# My CRS Photo Contest "Rejects"



## JamesHurst (Mar 1, 2013)

No sense it letting these go to waste.

Here's some eye candy from my tank, shot this evening.

All shot from about 5 ft away using a Nikon D90 w/ a telephoto lens.
Minimal post. Lots of coloured LEDs

Note, this is a different elegance coral than in the photo I submitted.


----------



## JamesHurst (Mar 1, 2013)

BTW

If anyone wants any of these for desktop backgrounds or printing (for PERSONAL use of course ), just shoot me your screen size or print size and let me know which pics you want 

I will continue to post my pics here for everyone to check out.

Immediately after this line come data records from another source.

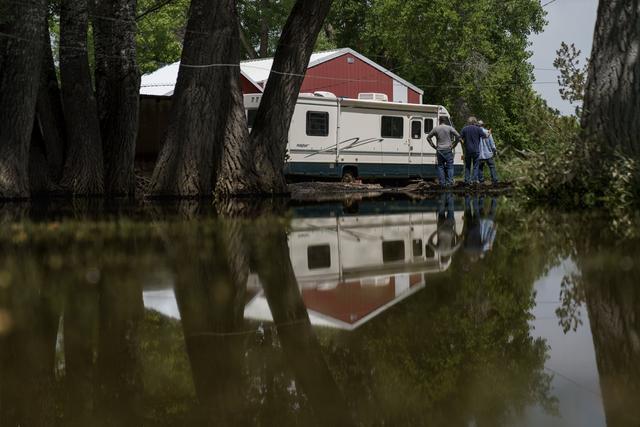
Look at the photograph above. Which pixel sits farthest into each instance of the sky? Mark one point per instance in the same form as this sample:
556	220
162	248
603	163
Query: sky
571	21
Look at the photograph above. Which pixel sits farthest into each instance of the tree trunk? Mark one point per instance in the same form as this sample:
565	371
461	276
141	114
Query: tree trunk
237	154
83	171
50	118
117	87
189	159
271	128
20	63
251	53
612	98
264	29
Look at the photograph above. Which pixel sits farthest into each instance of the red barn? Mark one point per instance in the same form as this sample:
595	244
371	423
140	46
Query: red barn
344	72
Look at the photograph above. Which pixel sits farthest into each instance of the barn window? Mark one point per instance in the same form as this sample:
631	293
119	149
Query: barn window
318	257
251	116
317	123
428	125
416	129
393	251
392	127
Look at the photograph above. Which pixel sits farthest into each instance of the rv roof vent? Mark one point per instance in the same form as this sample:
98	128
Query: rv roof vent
381	97
324	94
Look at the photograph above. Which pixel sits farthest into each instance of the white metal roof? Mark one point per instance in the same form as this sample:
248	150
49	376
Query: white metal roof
162	81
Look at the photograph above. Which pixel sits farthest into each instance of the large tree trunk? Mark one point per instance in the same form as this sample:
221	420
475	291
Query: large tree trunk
612	98
83	171
50	118
20	63
117	87
270	131
189	159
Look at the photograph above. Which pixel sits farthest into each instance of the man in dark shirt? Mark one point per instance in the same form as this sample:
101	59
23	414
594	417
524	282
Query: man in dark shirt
472	135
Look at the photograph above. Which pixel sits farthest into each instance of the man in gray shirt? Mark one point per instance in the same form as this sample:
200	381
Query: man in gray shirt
446	140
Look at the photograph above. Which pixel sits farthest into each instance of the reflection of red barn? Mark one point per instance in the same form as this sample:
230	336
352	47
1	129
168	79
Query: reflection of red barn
345	305
353	302
343	72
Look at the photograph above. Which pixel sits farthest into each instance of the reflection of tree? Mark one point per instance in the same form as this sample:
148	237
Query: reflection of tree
210	291
30	313
90	376
299	342
613	302
460	350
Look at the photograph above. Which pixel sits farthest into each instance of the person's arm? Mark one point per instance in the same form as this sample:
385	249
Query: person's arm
430	140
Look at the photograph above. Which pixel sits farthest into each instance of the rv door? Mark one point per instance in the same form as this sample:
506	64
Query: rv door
416	146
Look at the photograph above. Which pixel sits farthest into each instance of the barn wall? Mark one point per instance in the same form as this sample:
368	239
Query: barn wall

Will put some full tank shots up shortly.

- Cameron Billinghurst


----------



## altcharacter (Jan 10, 2011)

P
I
M
P

Very nice dude!


----------



## JamesHurst (Mar 1, 2013)

Thanks dude!  They turned out nicer than I thought they would 

Once I find the battery for my camera, or borrow my buddy's camera and lens again, I'll come over and we'll have some beers and take some snaps of your tank for fun, if you're down.

That yellow elegance has been closed since the shoot, in the center only though..... Something got at it, pretty sure. OH MAN speaking of which, I saw that black crab again for the first time in a month. It's HUGE now, the body, not including the legs is like 1.5". It's body looks like a massive black emerald crab. It's legs are covered in yellow hairs. So I guess i know why all my acros died now. It's also being a dick and knocking frags over into my hammers - this week i lost a large colony of sun corals, a flowerpot colony (i saved literally 4 heads and they're mangled) and some weird coral i never actually identified (pic attached).

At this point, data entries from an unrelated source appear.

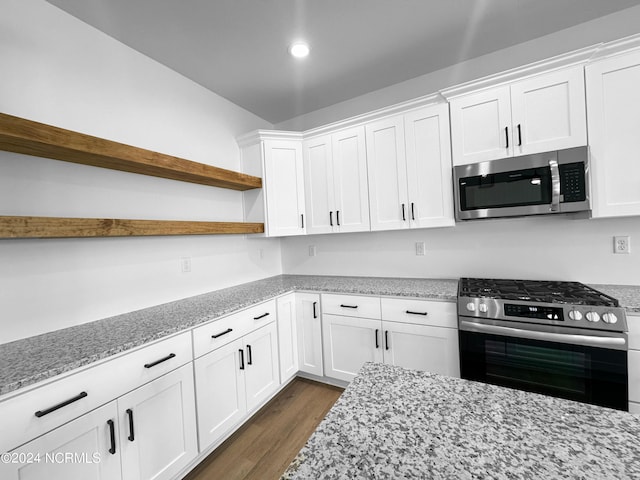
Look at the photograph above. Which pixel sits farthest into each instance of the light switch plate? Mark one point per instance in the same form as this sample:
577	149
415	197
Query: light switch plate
622	244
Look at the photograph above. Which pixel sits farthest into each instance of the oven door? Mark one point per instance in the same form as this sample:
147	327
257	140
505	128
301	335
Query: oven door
586	372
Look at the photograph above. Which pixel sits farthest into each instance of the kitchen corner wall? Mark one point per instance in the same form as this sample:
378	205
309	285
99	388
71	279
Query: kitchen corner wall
549	247
60	71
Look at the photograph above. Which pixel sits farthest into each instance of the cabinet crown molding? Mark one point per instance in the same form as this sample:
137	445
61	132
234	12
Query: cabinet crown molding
618	47
576	57
396	109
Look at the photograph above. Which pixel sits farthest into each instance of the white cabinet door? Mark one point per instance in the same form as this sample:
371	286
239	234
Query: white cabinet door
84	449
350	180
158	427
428	153
349	342
261	364
481	126
287	337
548	112
613	97
220	392
309	328
633	357
284	187
387	172
422	347
318	185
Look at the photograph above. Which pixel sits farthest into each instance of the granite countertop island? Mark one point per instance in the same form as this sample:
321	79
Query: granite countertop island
394	423
35	359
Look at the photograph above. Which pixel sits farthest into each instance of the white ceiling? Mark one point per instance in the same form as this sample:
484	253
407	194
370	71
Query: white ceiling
238	48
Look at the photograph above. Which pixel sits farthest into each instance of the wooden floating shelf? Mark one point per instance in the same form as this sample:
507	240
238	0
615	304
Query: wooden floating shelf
19	135
57	227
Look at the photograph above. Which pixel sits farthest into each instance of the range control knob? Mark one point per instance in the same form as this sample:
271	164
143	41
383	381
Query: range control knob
575	315
593	316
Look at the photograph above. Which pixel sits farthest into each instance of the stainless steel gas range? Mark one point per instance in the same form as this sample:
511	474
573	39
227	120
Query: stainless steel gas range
557	338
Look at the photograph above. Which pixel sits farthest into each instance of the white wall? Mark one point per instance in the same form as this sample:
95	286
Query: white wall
58	70
604	29
550	247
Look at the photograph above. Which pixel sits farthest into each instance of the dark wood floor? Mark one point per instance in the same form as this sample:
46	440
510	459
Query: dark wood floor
264	446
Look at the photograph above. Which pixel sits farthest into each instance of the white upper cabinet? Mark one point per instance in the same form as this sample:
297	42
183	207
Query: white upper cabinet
350	180
548	112
335	173
480	125
387	167
284	184
277	158
409	160
428	151
542	113
613	102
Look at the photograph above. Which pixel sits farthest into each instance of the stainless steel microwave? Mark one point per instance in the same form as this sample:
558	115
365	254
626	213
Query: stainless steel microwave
542	183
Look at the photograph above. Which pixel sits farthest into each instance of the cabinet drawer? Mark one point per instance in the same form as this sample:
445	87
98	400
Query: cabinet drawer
63	400
227	329
351	305
421	312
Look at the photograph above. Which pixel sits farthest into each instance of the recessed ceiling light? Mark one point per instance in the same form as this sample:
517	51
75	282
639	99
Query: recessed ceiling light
299	49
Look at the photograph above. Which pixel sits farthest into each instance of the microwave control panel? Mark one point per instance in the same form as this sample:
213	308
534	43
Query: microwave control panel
572	184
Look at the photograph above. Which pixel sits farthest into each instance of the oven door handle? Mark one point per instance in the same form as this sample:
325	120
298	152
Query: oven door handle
555	185
618	343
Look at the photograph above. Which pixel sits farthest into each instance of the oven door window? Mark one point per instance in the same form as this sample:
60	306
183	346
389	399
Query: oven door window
586	374
508	189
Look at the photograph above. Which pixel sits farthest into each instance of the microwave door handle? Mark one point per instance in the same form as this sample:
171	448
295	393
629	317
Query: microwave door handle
555	185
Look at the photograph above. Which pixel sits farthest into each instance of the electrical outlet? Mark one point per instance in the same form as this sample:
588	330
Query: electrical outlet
185	264
622	244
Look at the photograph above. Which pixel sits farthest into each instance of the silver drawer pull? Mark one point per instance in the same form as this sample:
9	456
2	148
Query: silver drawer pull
42	413
153	364
228	330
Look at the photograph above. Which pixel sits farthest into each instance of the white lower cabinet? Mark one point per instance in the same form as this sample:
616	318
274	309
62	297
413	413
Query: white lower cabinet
83	449
234	379
261	370
349	342
415	334
158	427
220	392
287	336
309	332
422	347
633	357
613	97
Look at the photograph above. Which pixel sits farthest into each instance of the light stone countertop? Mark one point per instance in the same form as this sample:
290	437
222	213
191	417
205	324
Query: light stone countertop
394	423
34	359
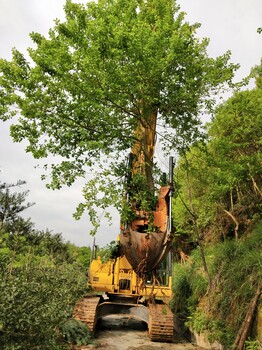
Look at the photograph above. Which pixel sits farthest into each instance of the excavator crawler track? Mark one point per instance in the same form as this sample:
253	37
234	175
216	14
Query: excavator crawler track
85	311
161	323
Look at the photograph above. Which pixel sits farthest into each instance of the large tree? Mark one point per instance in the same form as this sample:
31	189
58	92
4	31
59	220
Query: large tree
101	83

There's now a baited cup in my tank, to say the least.


----------



## rickcasa (Dec 7, 2011)

Looks nice for rejects. Can't wait to see your A game.


----------



## JamesHurst (Mar 1, 2013)

rickcasa said:


> Looks nice for rejects. Can't wait to see your A game.


http://www.gtaaquaria.com/forum/showthread.php?t=46248


----------



## kamal (Apr 21, 2009)

those are beautiful corals and really nicely taken pictures.


----------



## JamesHurst (Mar 1, 2013)

kamal said:


> those are beautiful corals and really nicely taken pictures.


Thanks so much!


----------



## JamesHurst (Mar 1, 2013)

Here's a pic taken after lights-out in my tank this evening.
Taken on a Samsung S3.

This is a Red Gorgonian w/ Yellow Polyps


----------